Avec le plein emploi, et une économie qui continue de croître à un rythme soutenu, la progression des salaires allemand est amenée à se poursuivre, et pourrait même s'amplifier. Ce qui pourrait être une bonne nouvelle pour une Allemagne qui souhaiterait voir prospérer sa population. Le problème est que la priorité de la stratégie économique est dirigée vers les exportations, c’est-à-dire que la recherche de la compétitivité passe avant toute autre considération. L'objectif est donc de freiner cette hausse des salaires, ce qui a pu se traduire par plusieurs "tactiques" au cours de ces dernières années. La première est de lutter contre le plan de relance de la BCE, appelé quantitative easing, qui permet une progression de l'activité en Europe, qui se traduit par la baisse du chômage dans les pays du sud, mais par une pression sur les salaires dans les pays du nord, pour cause de plein emploi. La seconde stratégie a été d'ouvrir les portes aux migrants, parce que derrière les considérations humanitaires affichées par Angela Merkel, il y avait également une demande du patronat allemand, qui réclamait officiellement l'ouverture des frontières pour bénéficier d'une main d'œuvre supplémentaire, et bon marché, qui peut également permettre de peser sur les salaires. Dans le même genre, l'Allemagne a également pu "profiter" du malheur des pays du sud. Parce que les jeunes diplômés de ces pays, Grèce et Espagne en tête, confrontés à une absence de débouchés dans leur pays, ont choisi de migrer vers des cieux plus cléments, qui créent de l'emploi, dont l'Allemagne. Mais ce que l'on peut voir, c'est que cet ensemble de "tactiques" a surtout participé à un déséquilibrage européen, à une mise en danger de l'ensemble. 

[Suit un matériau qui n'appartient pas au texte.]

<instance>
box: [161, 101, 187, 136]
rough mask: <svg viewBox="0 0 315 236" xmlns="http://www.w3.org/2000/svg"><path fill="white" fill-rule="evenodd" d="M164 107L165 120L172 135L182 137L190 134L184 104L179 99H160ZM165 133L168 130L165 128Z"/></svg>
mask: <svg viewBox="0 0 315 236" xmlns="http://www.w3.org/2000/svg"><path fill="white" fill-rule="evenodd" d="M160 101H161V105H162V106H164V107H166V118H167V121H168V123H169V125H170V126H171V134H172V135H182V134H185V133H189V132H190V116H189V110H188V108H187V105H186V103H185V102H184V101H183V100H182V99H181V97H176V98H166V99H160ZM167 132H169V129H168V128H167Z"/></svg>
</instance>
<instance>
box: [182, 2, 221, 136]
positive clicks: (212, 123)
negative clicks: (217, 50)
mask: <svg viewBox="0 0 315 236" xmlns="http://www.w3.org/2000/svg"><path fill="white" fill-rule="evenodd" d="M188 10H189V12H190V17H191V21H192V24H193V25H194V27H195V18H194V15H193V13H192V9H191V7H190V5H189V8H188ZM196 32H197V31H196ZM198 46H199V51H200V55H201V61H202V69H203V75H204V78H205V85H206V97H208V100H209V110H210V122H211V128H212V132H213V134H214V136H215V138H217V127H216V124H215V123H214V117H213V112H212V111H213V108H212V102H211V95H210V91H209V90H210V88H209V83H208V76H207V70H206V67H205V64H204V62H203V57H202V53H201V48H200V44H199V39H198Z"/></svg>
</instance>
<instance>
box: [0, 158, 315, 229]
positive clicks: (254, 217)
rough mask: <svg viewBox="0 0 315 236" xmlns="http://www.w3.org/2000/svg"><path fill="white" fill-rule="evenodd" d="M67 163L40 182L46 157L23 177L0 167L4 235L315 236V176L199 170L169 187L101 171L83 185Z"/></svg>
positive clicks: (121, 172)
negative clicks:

Quelles en seraient les conséquences sur le reste de l'Europe ? 

Il s'agit d'un point essentiel en Europe. Le déséquilibre macroénomique observé par les excédents allemands, qui est le résultat de la modération salariale, a été critiqué à peu près par tout le monde. Même Ben Bernanke , l'ancien patron de la FED, s'y est mis en 2015. L'Allemagne n'est pas le "meilleur élève de l'Europe", mais un pays qui joue une compétition malsaine dont l'ensemble européen n'a rien à gagner. Il faut donc que le pays accepte de voir les salaires augmenter, et ainsi combler progressivement ces excédents qui représentent près de 9% de son PIB. Il s'agit d'un trou noir de la demande européenne, que la BEC tente de combler comme elle le peut. Les solutions utilisées par Berlin, sur les questions migratoires, aussi bien intra que extra communautaires ne sont pas plus acceptables. Sur la question intra européenne, comment justifier qu'un pays comme l'Espagne ait vu ses jeunes diplômés quitter le pays, alors que le pays avait financé leurs études. Le résultats est que l'Espagne ou la Grèce ont financé par leurs déficits la formation de personnes qui travaillent en Allemagne. Ce type de politique peut difficilement être perçues favorablement dans une "Union" européenne. A moins d'accépter l'idée que l'Union ne soit qu'une compétition maximale entre ses membres, et que l'affaiblissement à long terme des plus faibles est une stratégie que les populations vont accepter indéfiniment. La roue doit tourner, les salaires allemands doivent progresser.